Purpose: : Mutations in the RP1 gene cause 5-7% of dominant RP. The pathogenesis of the RP1 form of RP is not completely understood. To help elucidate the function of the RP1 protein and the mechanism by which mutations in RP1 lead to photoreceptor cell death, we previously generated a mutant Rp1 allele which mimics the most commonly observed mutation in human RP1. Mice homozygous for this mutant allele, designated Rp1-myc, undergo a rapid-onset retinal degeneration. In contrast, photoreceptors of heterozygous Rp1-myc mice on a mixed 129 - C57B6/J background remain healthy over a period of 18 months. In order to investigate the influence of genetic background on the course of the retinal degeneration in the Rp1-myc mice, we generated three strains of congenic Rp1-myc mice on different genetic backgrounds.
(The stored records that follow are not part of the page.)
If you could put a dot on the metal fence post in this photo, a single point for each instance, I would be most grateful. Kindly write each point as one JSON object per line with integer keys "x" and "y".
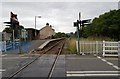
{"x": 103, "y": 49}
{"x": 96, "y": 47}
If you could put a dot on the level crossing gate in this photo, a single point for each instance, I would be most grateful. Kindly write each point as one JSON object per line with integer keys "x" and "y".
{"x": 104, "y": 48}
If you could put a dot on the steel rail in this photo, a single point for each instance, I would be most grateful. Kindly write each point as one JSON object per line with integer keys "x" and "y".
{"x": 55, "y": 62}
{"x": 25, "y": 66}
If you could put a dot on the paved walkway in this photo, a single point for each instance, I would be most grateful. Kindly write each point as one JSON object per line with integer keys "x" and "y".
{"x": 26, "y": 48}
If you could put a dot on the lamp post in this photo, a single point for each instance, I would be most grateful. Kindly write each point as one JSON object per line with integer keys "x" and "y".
{"x": 79, "y": 24}
{"x": 35, "y": 25}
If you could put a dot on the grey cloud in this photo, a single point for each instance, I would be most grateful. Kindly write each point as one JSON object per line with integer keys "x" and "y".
{"x": 59, "y": 14}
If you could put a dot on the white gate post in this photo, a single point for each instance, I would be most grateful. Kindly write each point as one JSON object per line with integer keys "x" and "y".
{"x": 103, "y": 49}
{"x": 118, "y": 48}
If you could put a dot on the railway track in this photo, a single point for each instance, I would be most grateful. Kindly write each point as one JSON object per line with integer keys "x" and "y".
{"x": 52, "y": 48}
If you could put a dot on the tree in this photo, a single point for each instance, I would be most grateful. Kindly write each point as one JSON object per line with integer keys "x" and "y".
{"x": 8, "y": 30}
{"x": 106, "y": 25}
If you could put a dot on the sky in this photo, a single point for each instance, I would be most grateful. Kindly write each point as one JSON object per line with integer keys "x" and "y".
{"x": 60, "y": 15}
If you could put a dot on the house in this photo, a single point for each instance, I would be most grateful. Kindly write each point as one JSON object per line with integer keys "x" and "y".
{"x": 46, "y": 32}
{"x": 31, "y": 33}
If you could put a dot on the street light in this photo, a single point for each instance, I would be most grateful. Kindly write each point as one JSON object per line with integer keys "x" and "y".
{"x": 35, "y": 25}
{"x": 80, "y": 23}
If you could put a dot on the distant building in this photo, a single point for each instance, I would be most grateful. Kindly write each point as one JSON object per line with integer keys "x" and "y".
{"x": 31, "y": 33}
{"x": 46, "y": 32}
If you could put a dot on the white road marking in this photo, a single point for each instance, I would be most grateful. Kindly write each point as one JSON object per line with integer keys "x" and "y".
{"x": 103, "y": 60}
{"x": 82, "y": 72}
{"x": 91, "y": 75}
{"x": 116, "y": 67}
{"x": 15, "y": 57}
{"x": 98, "y": 57}
{"x": 109, "y": 63}
{"x": 3, "y": 55}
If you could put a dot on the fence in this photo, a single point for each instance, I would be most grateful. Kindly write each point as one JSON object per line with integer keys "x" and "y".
{"x": 8, "y": 46}
{"x": 111, "y": 48}
{"x": 105, "y": 48}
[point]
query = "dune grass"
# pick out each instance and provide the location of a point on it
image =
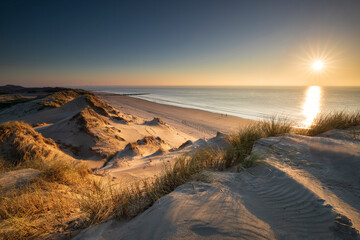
(47, 203)
(241, 143)
(334, 120)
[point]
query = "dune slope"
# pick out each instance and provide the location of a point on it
(304, 188)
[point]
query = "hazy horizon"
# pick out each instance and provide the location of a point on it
(187, 43)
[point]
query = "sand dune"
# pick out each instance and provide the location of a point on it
(20, 142)
(304, 188)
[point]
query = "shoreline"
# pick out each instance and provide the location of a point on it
(195, 122)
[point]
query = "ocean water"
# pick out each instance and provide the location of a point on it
(301, 104)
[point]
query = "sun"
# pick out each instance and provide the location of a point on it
(318, 65)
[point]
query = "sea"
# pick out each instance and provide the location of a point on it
(300, 104)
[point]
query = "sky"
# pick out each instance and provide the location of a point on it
(179, 43)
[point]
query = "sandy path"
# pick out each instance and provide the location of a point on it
(263, 203)
(196, 123)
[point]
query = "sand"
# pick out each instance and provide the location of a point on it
(304, 188)
(196, 123)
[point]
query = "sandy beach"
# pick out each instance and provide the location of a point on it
(301, 187)
(196, 123)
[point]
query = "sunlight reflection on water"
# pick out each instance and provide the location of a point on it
(312, 105)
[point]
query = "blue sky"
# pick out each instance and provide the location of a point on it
(66, 43)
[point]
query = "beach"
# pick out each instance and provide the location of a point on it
(197, 123)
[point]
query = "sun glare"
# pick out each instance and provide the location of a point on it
(318, 65)
(311, 106)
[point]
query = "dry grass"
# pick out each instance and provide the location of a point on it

Methods: : To generate the congenic Rp1-myc strains of mice, we crossed the Rp1-myc allele onto the pigmented C57BL/6J, DBA/1J backgrounds and the albino A/J background for 7-9 generations. The retinal function of heterozygous congenic mice and littermate controls in all three backgrounds was characterized by ERG analysis. Retinal morphology and ultrastructure were assessed by light and electron microscopy.
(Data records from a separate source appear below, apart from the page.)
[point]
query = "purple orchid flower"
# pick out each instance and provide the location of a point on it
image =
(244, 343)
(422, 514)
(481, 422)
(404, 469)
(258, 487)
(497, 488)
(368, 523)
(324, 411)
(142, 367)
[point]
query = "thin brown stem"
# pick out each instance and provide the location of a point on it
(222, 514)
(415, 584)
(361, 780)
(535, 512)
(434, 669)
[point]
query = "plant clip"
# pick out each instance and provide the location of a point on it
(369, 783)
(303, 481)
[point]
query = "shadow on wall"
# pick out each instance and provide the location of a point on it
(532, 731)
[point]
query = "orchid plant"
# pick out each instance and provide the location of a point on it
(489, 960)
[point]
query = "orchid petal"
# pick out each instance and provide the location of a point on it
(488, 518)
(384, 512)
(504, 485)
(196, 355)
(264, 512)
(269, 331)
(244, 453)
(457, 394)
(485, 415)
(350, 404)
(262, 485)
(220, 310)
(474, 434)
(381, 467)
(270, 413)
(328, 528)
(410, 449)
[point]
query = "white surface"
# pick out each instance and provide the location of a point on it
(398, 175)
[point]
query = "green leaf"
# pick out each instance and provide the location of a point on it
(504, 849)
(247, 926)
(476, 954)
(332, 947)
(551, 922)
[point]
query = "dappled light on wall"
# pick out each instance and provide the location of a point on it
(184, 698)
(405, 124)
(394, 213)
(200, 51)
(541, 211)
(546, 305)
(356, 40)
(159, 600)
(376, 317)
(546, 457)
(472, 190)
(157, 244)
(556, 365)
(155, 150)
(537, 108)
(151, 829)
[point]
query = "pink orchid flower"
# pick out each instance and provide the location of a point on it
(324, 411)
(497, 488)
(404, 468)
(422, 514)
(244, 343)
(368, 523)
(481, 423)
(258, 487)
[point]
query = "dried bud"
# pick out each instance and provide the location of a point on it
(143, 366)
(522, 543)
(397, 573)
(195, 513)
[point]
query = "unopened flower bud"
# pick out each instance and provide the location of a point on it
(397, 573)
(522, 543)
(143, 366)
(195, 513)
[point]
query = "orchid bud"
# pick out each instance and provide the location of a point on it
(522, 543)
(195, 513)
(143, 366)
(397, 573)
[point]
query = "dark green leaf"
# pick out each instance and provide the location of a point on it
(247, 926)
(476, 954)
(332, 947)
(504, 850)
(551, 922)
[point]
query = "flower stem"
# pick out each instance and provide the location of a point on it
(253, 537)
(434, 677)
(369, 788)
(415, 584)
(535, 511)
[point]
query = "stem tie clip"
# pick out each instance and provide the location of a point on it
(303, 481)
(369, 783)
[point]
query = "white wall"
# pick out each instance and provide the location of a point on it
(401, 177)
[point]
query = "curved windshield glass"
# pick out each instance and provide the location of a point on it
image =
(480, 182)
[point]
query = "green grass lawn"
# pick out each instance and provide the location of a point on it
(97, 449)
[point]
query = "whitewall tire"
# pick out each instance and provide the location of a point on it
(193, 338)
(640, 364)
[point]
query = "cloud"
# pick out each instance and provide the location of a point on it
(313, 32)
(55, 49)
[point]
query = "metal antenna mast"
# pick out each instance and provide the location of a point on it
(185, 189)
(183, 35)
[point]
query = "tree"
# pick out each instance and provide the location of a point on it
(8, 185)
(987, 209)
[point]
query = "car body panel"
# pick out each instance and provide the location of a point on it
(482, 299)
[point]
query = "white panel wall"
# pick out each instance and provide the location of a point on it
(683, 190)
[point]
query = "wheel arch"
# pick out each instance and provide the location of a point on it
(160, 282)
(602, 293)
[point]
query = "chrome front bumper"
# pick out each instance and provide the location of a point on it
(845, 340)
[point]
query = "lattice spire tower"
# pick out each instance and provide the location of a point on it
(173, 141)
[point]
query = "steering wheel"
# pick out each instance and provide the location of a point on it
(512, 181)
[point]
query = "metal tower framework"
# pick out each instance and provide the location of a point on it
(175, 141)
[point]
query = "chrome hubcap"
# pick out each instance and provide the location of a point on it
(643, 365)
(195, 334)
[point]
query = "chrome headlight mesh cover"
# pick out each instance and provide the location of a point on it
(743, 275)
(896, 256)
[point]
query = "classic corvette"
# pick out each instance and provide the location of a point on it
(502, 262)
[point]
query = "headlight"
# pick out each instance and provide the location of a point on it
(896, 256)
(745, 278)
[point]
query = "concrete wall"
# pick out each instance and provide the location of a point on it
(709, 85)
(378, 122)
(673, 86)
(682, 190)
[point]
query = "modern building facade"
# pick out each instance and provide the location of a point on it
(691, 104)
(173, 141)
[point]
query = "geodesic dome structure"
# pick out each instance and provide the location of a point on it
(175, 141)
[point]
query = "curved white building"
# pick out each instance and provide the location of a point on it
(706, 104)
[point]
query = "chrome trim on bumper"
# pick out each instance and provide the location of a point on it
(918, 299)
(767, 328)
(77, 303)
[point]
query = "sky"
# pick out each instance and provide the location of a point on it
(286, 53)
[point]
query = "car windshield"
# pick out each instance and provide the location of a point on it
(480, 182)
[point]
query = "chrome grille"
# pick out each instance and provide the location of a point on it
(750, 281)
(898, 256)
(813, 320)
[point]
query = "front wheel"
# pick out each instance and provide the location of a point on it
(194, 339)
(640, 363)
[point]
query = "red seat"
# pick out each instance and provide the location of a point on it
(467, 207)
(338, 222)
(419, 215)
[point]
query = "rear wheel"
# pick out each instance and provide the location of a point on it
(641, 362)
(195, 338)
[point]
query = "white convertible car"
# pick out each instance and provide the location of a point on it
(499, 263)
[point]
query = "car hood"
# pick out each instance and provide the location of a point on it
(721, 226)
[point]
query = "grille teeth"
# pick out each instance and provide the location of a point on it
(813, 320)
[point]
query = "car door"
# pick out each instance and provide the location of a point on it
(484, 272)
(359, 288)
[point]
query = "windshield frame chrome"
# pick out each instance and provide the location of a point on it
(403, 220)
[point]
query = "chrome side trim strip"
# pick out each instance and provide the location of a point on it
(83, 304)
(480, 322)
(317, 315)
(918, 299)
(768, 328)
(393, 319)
Results: : In the N9 C57BL/6J and DBA/1J congenic Rp1-myc mice, retinal function and morphology were identical to wild-type littermate controls up to 18 months of age. In the A/J albino Rp1-myc mice, retinas of the N7 heterozygous mice showed significant degenerative changes by 14 months of age. The thickness of outer nuclear layer and the outer-segment length were reduced by approximately 50% compared to wild-type littermate controls. The rod ERG response was also reduced by approximately 40%. Evaluation of retinal function in N8 and N9 A/J-Rp1-myc mice is in progress.
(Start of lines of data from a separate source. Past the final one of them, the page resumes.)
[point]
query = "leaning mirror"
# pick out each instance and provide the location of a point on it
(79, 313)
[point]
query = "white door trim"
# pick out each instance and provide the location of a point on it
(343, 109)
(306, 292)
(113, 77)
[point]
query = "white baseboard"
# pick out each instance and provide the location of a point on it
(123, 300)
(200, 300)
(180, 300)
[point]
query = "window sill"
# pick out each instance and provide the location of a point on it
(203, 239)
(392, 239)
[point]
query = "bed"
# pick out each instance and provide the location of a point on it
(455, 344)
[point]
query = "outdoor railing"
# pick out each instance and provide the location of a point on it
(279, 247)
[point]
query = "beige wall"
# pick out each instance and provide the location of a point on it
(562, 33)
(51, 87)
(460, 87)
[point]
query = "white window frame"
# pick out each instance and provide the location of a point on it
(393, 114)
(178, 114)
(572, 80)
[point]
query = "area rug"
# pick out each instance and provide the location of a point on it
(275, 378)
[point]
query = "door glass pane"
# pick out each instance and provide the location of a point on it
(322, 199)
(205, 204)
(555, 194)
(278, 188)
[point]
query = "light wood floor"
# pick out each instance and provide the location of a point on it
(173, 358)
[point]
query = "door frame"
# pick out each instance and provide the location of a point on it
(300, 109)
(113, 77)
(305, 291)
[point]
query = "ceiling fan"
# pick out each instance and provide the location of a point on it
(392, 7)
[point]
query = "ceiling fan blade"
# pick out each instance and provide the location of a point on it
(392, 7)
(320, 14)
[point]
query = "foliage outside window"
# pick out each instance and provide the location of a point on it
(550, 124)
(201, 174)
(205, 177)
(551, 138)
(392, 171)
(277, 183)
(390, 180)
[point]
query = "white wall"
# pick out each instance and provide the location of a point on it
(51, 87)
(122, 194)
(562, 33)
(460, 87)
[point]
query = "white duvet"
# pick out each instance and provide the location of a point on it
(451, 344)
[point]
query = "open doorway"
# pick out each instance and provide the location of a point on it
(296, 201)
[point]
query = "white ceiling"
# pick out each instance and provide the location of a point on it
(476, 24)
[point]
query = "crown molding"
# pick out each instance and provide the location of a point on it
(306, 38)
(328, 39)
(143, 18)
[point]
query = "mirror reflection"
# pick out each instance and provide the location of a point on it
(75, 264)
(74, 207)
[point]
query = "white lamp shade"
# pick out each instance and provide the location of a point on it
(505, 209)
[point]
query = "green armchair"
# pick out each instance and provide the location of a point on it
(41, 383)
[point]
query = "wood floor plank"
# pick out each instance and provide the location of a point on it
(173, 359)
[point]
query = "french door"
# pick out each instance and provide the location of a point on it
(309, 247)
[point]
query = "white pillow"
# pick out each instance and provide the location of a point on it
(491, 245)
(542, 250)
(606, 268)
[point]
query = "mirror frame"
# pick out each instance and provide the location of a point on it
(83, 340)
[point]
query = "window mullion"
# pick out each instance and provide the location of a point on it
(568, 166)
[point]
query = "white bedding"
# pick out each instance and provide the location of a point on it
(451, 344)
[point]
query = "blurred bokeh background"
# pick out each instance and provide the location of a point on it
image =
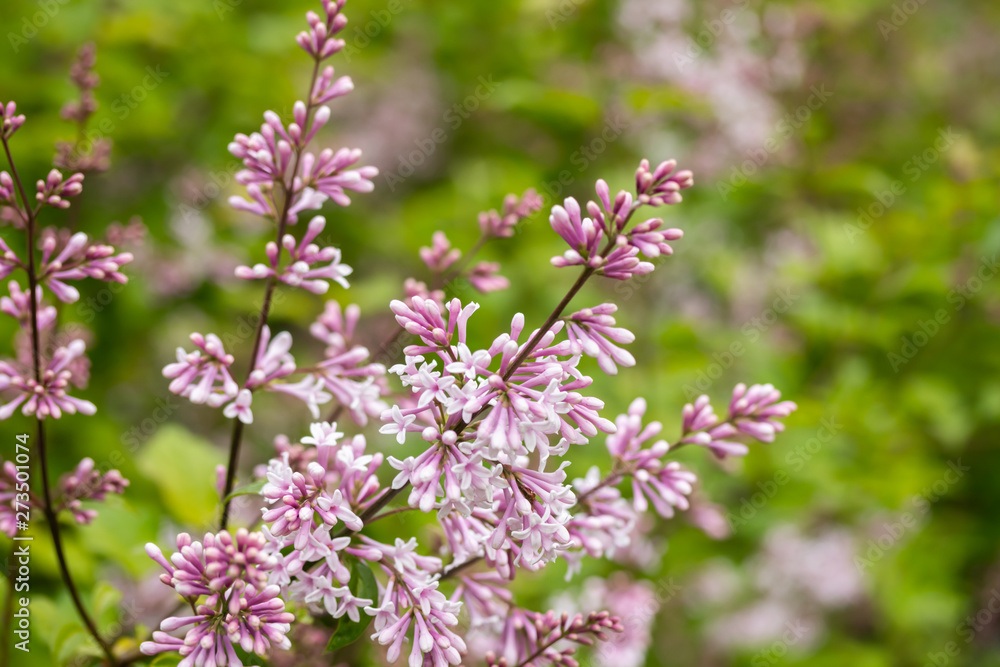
(841, 243)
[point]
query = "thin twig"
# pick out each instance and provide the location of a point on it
(265, 310)
(47, 509)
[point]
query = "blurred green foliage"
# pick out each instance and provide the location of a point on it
(890, 330)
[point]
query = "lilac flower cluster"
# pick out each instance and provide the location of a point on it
(38, 384)
(225, 579)
(47, 361)
(448, 264)
(494, 421)
(88, 483)
(283, 178)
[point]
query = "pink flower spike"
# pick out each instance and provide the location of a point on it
(10, 121)
(240, 407)
(593, 332)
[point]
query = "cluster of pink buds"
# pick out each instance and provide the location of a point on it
(515, 209)
(593, 332)
(493, 421)
(55, 190)
(410, 605)
(47, 397)
(10, 120)
(533, 638)
(78, 258)
(18, 306)
(344, 372)
(600, 242)
(753, 412)
(225, 579)
(203, 376)
(449, 264)
(87, 483)
(310, 267)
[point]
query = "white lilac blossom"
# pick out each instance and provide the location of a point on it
(225, 578)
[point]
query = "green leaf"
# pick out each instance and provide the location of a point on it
(182, 466)
(362, 585)
(251, 489)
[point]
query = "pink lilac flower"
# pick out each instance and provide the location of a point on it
(328, 88)
(309, 266)
(636, 605)
(9, 261)
(10, 120)
(515, 209)
(47, 398)
(603, 524)
(55, 190)
(318, 41)
(593, 332)
(87, 483)
(664, 484)
(203, 376)
(356, 385)
(18, 306)
(546, 639)
(228, 574)
(411, 604)
(440, 255)
(484, 276)
(295, 497)
(753, 412)
(662, 185)
(78, 259)
(600, 242)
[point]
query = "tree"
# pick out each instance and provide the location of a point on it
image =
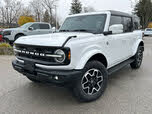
(143, 10)
(46, 17)
(49, 5)
(150, 25)
(76, 7)
(88, 9)
(10, 11)
(25, 19)
(37, 8)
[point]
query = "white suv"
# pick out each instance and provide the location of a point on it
(87, 49)
(32, 28)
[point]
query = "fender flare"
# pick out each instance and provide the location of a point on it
(136, 45)
(86, 57)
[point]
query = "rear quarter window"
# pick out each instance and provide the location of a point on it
(44, 26)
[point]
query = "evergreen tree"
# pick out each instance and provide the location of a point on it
(143, 10)
(76, 7)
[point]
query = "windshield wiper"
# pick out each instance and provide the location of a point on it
(64, 30)
(82, 30)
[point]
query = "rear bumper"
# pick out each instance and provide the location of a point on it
(50, 76)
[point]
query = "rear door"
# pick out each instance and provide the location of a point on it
(129, 35)
(117, 43)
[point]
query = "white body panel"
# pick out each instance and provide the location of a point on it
(116, 47)
(26, 31)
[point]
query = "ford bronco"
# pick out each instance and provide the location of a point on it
(86, 50)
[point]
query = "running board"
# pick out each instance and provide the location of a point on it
(119, 66)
Conclusions: : Albino Rp1-myc mice have significant degeneration of photoreceptors compared to pigmented Rp1-myc mice on C57BL/6J and DBA/1J backgrounds. These results are consistent with the hypothesis that phenotypic expression of RP1 disease is dependent, at least in part, on sequence alterations in other genes. The congenic mice generated for these analyses provide a valuable resource to identify the genes which modify the severity of RP1 disease.